Always branch on `type` and `code`, never on `message`. Always log `request_id` for debugging.

Common error codes:
- `rate_limit_exceeded` (429) — back off with exponential delay
- `connection_in_use` (429) — connection is busy, wait and retry
- `connection_not_ready` (429) — connection still authenticating
- `auth_invalid` (401) — credentials are wrong
- `mfa_timeout` (408) — MFA expired, start a new connection
- `input_missing` (400) — check the `field` property
- `source_not_available` (503) — external website is down, retry later
- `idempotency_error` (409) — same key with different params

## CRITICAL RULES FOR AI MODELS

### Always do

1. Use event destinations (webhooks, queues) to receive results. Never poll.
2. Use `Idempotency-Key` on all create requests.
3. Handle `interaction_required` status on both connections and task runs.
4. Paginate with `cursor` and `has_more`, never offsets.
5. Verify webhook signatures using the Standard Webhooks SDK.
6. Handle errors by `type` and `code`, never by `message`.

### Never do

1. Do not poll `/v2/task-runs/{id}` in a loop. Use events.
2. Do not hardcode source IDs. Create sources via the API or look them up.
3. Do not ignore `interaction_required`. Users may need to complete MFA.
4. Do not assume task runs complete synchronously. They are always async.
5. Do not send credentials from the client. Always proxy through your server.
6. Do not branch on error `message` strings. They can change without notice.

Rules file

If your tool supports project-level rules, save this condensed version to your project so context is always loaded. 
# Deck v2 Integration Rules

## API
- Base URL: `https://api.deck.co/v2`
- Auth: Bearer token with `sk_live_` prefix
- All requests and responses are JSON
- All work is asynchronous. Never poll. Use event destinations.
- No sandbox or test environment.
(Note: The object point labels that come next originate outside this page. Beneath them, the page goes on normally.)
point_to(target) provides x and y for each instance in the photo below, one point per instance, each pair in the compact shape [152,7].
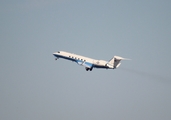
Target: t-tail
[115,62]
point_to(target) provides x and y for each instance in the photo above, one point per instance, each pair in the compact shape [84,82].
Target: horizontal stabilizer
[121,58]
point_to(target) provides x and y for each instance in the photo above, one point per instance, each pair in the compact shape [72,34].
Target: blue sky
[35,86]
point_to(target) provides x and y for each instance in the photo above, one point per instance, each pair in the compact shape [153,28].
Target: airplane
[90,63]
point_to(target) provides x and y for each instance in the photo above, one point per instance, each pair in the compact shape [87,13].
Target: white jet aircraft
[90,63]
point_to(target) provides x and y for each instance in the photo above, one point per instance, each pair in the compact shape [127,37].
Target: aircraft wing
[85,64]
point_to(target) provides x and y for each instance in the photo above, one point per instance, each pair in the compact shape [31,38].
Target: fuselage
[89,63]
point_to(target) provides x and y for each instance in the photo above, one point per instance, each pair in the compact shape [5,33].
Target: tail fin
[115,61]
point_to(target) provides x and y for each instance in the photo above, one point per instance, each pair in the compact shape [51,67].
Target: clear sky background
[33,86]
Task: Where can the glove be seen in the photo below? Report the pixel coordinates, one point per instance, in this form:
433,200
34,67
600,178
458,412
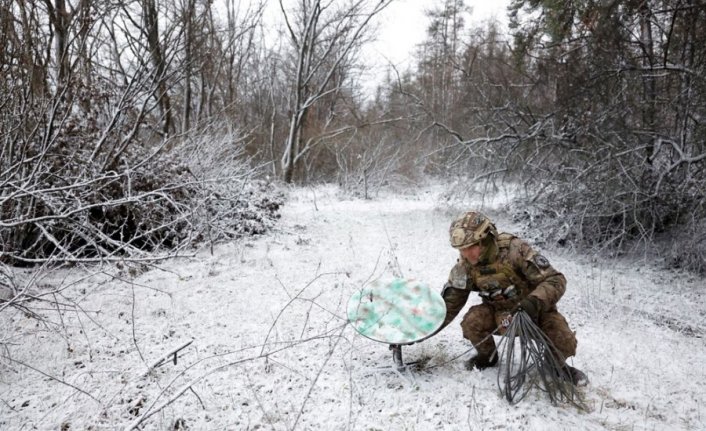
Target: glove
532,306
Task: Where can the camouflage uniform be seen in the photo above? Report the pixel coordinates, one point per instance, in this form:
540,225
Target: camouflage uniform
508,271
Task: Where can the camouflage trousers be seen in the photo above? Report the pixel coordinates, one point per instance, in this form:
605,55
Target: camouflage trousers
481,320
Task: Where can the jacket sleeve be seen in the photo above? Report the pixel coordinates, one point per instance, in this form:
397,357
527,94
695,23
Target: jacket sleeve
455,293
545,283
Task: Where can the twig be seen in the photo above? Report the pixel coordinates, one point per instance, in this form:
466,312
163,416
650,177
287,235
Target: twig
56,379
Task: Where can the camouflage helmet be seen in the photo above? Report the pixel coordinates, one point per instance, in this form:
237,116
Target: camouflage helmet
469,229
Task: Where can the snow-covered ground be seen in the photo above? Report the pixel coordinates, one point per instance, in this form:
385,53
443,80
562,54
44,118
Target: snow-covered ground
271,348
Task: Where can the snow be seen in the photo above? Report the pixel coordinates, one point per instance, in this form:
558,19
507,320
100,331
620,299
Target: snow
271,348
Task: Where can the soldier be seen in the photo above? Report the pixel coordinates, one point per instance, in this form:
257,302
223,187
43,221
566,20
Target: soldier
509,276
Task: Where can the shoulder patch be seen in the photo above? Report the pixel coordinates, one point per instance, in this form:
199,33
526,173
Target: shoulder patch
540,261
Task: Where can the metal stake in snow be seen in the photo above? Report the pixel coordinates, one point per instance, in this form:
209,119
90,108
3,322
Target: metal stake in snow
397,312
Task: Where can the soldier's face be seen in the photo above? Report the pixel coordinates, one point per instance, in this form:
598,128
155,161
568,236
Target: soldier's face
471,254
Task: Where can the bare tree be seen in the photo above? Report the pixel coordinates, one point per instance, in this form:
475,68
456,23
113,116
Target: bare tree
324,38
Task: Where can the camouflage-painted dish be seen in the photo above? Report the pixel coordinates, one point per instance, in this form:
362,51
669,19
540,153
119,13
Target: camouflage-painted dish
397,311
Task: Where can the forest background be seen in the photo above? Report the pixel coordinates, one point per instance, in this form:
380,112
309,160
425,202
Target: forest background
132,131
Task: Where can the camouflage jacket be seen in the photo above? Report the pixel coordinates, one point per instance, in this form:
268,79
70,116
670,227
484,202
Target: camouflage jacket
510,273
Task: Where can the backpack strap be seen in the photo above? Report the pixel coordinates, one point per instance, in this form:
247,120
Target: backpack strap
504,239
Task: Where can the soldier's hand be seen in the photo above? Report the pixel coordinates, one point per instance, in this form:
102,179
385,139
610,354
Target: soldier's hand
532,306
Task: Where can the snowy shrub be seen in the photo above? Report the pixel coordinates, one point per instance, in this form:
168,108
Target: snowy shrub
63,206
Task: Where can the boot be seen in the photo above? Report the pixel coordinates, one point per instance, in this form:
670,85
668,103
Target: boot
481,362
575,376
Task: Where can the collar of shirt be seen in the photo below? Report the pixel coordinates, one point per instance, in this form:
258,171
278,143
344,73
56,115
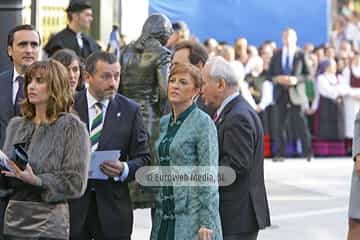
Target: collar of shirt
15,75
79,39
288,51
91,101
225,102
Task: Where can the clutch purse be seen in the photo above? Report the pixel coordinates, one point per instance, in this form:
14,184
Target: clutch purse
19,156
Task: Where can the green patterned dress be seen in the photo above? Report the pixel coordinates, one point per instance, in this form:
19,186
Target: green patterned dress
191,140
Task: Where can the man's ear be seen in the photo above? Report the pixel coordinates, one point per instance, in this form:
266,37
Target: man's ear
87,76
9,51
221,84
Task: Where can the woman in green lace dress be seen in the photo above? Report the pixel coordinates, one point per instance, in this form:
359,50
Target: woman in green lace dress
188,138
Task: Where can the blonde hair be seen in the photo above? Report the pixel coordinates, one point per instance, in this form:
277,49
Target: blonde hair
193,71
57,78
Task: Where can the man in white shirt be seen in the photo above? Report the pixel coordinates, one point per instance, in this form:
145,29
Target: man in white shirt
115,123
23,49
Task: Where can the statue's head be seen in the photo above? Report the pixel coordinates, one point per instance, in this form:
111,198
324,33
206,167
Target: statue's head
159,27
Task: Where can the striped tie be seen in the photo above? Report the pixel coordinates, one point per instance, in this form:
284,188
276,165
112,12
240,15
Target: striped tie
96,126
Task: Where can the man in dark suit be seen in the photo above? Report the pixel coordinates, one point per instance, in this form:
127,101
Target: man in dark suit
288,71
195,54
243,204
79,14
23,49
115,123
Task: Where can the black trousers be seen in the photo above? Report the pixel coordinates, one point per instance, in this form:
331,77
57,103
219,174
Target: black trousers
92,228
242,236
284,115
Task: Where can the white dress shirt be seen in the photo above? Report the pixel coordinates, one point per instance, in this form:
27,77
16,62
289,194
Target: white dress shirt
285,53
15,85
92,114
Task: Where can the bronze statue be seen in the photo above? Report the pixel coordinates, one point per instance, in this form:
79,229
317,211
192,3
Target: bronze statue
144,71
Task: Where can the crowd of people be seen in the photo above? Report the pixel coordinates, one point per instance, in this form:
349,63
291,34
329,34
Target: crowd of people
163,100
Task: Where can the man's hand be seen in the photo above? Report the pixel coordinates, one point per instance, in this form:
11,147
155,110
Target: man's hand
205,233
285,80
112,168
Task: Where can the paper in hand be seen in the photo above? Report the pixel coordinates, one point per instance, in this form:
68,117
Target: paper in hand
97,158
3,161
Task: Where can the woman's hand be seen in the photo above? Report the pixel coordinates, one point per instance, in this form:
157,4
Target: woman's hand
357,164
27,175
205,233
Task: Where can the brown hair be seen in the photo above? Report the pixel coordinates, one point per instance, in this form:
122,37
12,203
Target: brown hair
57,78
193,71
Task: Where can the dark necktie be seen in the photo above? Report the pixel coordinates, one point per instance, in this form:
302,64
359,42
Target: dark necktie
287,67
215,117
20,95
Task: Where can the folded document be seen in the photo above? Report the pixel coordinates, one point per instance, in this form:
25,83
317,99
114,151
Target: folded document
97,158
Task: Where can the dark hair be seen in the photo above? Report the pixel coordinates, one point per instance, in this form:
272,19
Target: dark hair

All calls are live.

## Resource IDs
All IDs are prefixed: agt_, src_, conn_, task_, trun_, stor_, wflo_, wrun_, evt_, evtd_, edlv_, req_

## Auth Methods
`username_password`, `google_sso`, `none`

## Patterns
- Create source → open connection → handle interactions → run tasks → receive events
- Use `Idempotency-Key` header on all create requests
- Verify webhook signatures using the Standard Webhooks SDK with your `whsec_` secret
- Paginate with `cursor` and `has_more`, not offsets
- Handle errors by `type` and `code`, never by `message`
- Proxy all credential handling through your server, never from the client

## Common Mistakes
- Do not poll `/v2/task-runs/{id}`. Use events.
- Do not hardcode source IDs. Look them up or create via API.
- Do not ignore `interaction_required`. Users may need to complete MFA.
- Do not assume task runs complete synchronously.
- Do not branch on error `message` strings.